= Mark A. Rayner =

Canadian writer

Mark A. Rayner is a Canadian author of science fiction, satire, and humour from London, Ontario. His most recent books are The Gates of Polished Horn (Donovan Street Press, 2025.), Alpha Max (Monkeyjoy Press, 2021.) and The Fatness (Monkeyjoy Press, 2017.) The latter won and IndieReader Discovery award for humor and an Independent Book Publishers Association award for humor (silver). His first novel, The Amadeus Net, was published by ENC Press in New York in 2005 and his second novel, Marvellous Hairy, was published by Crossing Chaos Enigmatic Ink in 2009 (2e Monkeyjoy Press, 2010.) His third novel, The Fridgularity (Monkeyjoy Press, 2012.) is a satire of Internet culture and the technological singularity, and won an IndieReader Discovery Award for humor.
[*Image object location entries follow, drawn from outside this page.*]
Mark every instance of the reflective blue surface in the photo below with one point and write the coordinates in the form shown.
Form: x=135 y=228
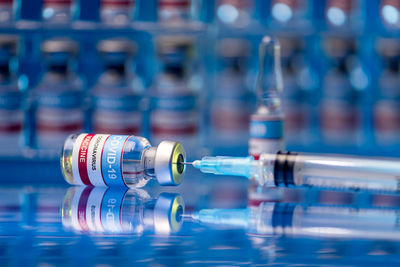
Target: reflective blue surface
x=59 y=225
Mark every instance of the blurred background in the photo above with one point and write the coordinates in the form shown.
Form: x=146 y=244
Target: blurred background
x=185 y=70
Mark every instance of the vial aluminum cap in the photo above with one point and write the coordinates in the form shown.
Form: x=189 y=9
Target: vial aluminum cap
x=117 y=45
x=60 y=45
x=167 y=171
x=168 y=212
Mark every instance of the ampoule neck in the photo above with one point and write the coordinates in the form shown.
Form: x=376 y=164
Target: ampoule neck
x=148 y=162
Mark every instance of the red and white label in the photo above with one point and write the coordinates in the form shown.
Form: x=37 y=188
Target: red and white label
x=86 y=159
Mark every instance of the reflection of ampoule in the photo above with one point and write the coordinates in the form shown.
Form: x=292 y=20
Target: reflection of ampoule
x=266 y=125
x=120 y=160
x=101 y=210
x=300 y=220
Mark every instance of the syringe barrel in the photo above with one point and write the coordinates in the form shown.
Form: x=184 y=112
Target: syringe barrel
x=334 y=171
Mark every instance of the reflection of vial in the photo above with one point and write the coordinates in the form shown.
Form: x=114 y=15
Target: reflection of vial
x=57 y=100
x=266 y=125
x=10 y=98
x=111 y=211
x=57 y=11
x=173 y=11
x=117 y=12
x=390 y=13
x=174 y=101
x=6 y=11
x=120 y=160
x=117 y=95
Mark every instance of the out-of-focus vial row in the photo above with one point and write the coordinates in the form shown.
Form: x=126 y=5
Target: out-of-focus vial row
x=118 y=102
x=112 y=12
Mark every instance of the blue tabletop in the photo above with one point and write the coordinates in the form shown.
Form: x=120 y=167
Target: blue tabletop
x=207 y=220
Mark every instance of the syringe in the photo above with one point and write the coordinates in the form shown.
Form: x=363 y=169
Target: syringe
x=298 y=169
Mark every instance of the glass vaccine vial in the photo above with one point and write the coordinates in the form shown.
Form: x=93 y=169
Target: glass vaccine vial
x=120 y=160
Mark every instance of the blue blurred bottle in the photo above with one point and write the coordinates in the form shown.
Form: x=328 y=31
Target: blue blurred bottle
x=117 y=12
x=236 y=13
x=11 y=115
x=175 y=113
x=117 y=96
x=56 y=103
x=386 y=110
x=58 y=11
x=344 y=15
x=231 y=103
x=300 y=83
x=290 y=14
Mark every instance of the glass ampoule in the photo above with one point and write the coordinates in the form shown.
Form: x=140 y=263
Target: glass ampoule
x=266 y=125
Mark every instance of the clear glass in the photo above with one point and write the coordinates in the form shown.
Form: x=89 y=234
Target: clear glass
x=137 y=161
x=266 y=125
x=335 y=171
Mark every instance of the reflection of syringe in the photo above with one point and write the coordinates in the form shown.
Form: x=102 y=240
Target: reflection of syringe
x=301 y=220
x=294 y=169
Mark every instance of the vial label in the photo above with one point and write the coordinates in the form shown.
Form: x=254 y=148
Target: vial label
x=97 y=159
x=266 y=135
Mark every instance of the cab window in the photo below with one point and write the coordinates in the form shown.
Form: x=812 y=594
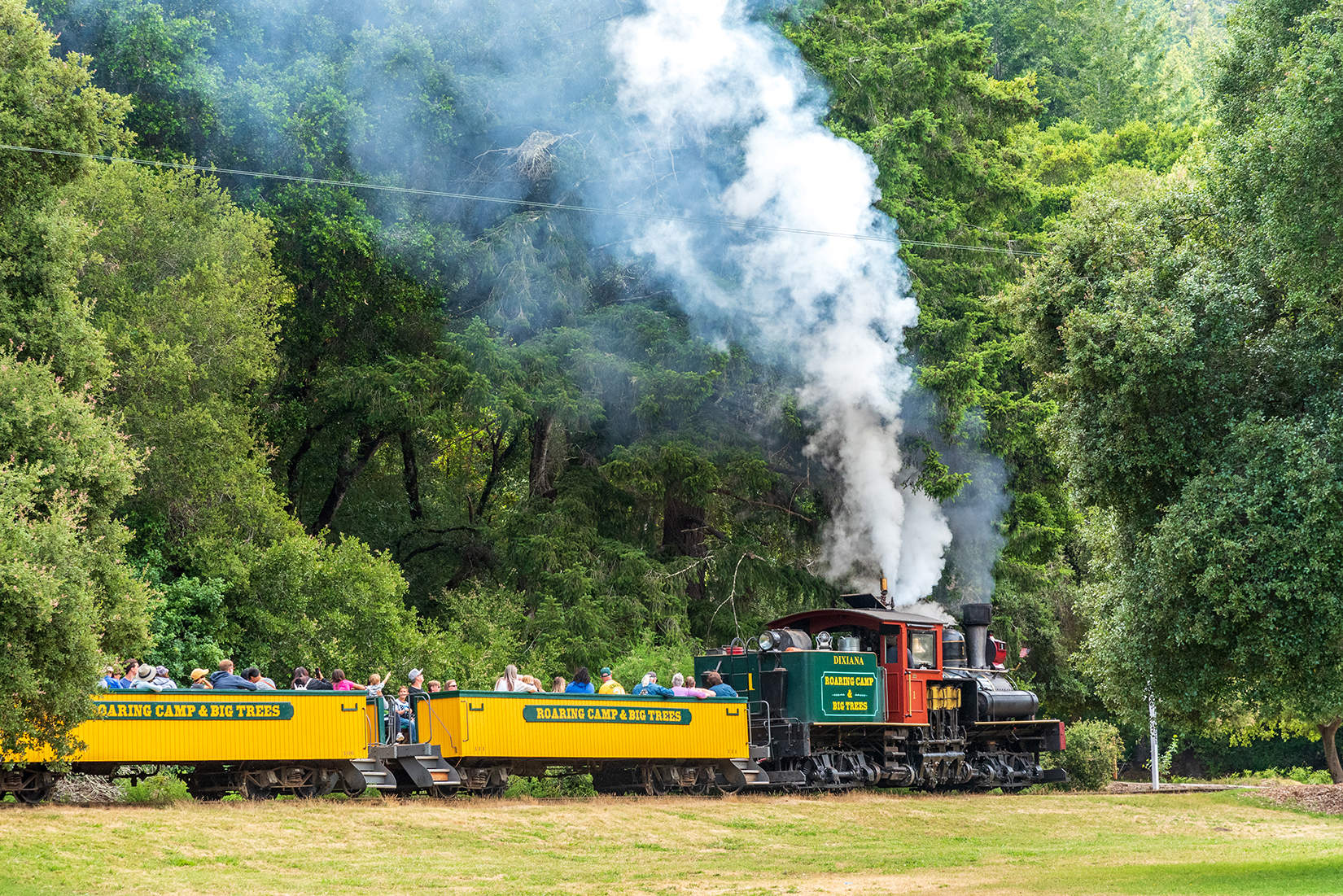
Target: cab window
x=923 y=649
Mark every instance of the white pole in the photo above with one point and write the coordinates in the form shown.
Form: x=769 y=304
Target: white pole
x=1151 y=728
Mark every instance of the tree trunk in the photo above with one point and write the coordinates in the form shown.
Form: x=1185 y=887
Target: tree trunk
x=498 y=460
x=291 y=468
x=683 y=535
x=348 y=466
x=410 y=477
x=1331 y=753
x=539 y=479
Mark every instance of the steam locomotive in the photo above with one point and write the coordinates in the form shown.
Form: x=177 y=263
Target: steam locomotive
x=829 y=699
x=861 y=696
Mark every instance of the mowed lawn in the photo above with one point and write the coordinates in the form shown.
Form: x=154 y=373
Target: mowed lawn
x=1223 y=844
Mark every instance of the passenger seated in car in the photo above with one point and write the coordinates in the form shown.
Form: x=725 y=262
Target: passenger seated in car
x=582 y=683
x=406 y=716
x=681 y=689
x=514 y=681
x=226 y=680
x=318 y=683
x=341 y=683
x=144 y=680
x=713 y=681
x=609 y=684
x=649 y=687
x=254 y=676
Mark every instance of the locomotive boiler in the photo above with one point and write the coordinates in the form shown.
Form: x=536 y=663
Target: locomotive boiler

Pirate Therapy and Other Cures is a collection of humorous, absurd and satirical short fiction, published by Monkeyjoy Press in early 2012. He has also written numerous short stories, including: Hounding Manny [Oceans of the Mind], A Reluctant Emcee [Abyss & Apex] and Any Port in a Storm [Parsec]. He has been nominated for the Prix Aurora Award (for short fiction) three times.

The Gates of Polished Horn was selected by the Toronto Star as one of its 20 favourite fiction books of 2025.

Rayner teaches in the Faculty of Information and Media Studies at The University of Western Ontario. He is a member of The Writers' Union of Canada, and is a founding member of The Emily Chesley Reading Circle. He is also the co-host of the Re-Creative podcast.